It will be old news to MTP readers, but Spotify has yet another feature that smacks of pay to play, or what is sometimes called “payola.” We’ve seen all of this before in a few different manifestations over the years, but this time a couple of Congressmen sent a letter about it to billionaire Daniel Ek, Spotify’s CEO. (See the Artist Rights Alliance op ed and Ashley Cullins reporting in The Hollywood Reporter.) This time it’s about Spotify’s “Discovery Mode” but it could just as easily have been about Spotify’s direct artist deals from a few years ago or the Pandora and iHeart “steering agreements” from a few years before that.
Is it “payola”? Not really, but maybe it should be. I haven’t seen the issue surface in the U.S. Congress until now, but remember that the Digital, Culture Media and Sport Committee’s streaming inquiry at the UK Parliament spent considerable time discussing streaming playlists, especially Spotify’s enterprise playlists, as a replacement for radio. The issue is also coming up tangentially in the Canadian House of Commons debate over Bill C-10 particularly as it applies to Canadian content, indigenous peoples and culture generally. The cultural problem with Spotify is that it is the dominant music streaming platform in the world and itself is dominated by Anglo-American culture. (Of course, Spotify told the Canadian Parliament that they were all about Canadian culture because two of their top artists were Canadian. You know, Justin Bieber and Drake. Victory has a thousand fathers….)
So pay to play has a lot of ramifications. But is it “payola” under U.S. law? Probably not.
As the erudite David Oxenford noted a few years ago about Internet radio but could also have been speaking of Spotify:
The payola statute, 47 USC Section 508, applies to radio stations and their employees, so by its terms it does not apply to Internet radio (at least to the extent that Internet Radio is not transmitted by radio waves)…But that does not end the inquiry. Note that neither the prosecutions brought by Eliot Spitzer in New York state a few years ago nor the prosecution of legendary disc jockey Alan Fried in the 1950s were brought under the payola statute. Instead, both were based on state law commercial bribery statutes on the theory that improper payments were being received for a commercial advantage. Such statutes are in no way limited to radio, but can apply to any business. Thus, Internet radio stations would need to be concerned.
“Payola” at U.S. law has a very specific meaning, so Spotify probably doesn’t come within the payola statutes.
Maybe it should. Representatives Jerry Nadler and Hank Johnson sure seem to think so.
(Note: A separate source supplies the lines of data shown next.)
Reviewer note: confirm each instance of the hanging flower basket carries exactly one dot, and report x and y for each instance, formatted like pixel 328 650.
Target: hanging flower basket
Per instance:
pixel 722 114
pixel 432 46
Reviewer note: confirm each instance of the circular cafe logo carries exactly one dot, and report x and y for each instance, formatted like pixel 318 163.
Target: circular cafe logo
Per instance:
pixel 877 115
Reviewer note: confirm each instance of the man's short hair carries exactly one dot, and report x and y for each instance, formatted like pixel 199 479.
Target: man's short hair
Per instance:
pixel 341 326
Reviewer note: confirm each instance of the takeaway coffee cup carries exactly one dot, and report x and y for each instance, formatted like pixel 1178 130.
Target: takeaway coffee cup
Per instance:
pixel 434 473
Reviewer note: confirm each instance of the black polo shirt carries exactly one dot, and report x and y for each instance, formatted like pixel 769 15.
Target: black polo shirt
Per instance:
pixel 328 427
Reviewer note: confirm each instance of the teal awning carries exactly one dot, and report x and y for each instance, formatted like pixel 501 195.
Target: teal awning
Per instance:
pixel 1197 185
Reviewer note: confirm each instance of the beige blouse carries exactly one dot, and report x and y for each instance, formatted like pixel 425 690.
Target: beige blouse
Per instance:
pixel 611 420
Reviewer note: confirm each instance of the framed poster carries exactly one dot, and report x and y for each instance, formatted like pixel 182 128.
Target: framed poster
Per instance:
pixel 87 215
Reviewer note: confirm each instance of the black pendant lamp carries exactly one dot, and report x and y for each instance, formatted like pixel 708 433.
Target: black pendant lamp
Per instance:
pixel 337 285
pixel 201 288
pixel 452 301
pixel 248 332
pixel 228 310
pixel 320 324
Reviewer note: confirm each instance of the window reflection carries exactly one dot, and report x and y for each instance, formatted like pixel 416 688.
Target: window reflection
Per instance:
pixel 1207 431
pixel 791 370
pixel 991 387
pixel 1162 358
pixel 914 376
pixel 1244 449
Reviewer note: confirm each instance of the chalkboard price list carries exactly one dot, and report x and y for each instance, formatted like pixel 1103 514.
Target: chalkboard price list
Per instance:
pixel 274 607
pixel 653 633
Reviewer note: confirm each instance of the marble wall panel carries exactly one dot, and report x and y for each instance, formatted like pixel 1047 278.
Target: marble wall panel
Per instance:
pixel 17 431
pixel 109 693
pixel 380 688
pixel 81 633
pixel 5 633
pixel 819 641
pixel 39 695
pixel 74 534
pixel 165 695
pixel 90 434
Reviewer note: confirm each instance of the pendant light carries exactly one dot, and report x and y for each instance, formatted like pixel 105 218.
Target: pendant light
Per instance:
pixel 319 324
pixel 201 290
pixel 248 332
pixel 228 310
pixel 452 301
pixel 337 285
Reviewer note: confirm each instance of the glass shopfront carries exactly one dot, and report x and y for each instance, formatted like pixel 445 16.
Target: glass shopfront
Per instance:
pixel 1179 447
And given the tone of their inquiry to billionaire Daniel Ek, he may find himself in front of a Congressional committee faster than you can say “Arsenal.”
But if that happens, Congress should also investigate steering agreements which have been in effect for many years and still are as far as I know. These deals, like Discovery Mode, pay less the more times a track is played by Pandora or iHeart. The terms apply to certain agreements only, so Pandora knows which tracks costs them less. Sirius and Music Choice have tried similar shenanigans.
Of course the real problem is that Billboard started including streaming in the charts. I know it’s shocking, but people in the music business try to juice the charts. An old promotion man once was told by a distributor that his single would be 34 on the week’s sales turned into Billboard. His response was, would it matter if it were 9? So as soon as Billboard included streaming (as a radio replacement) they opened the door to liability-free payola. Liability free until it isn’t.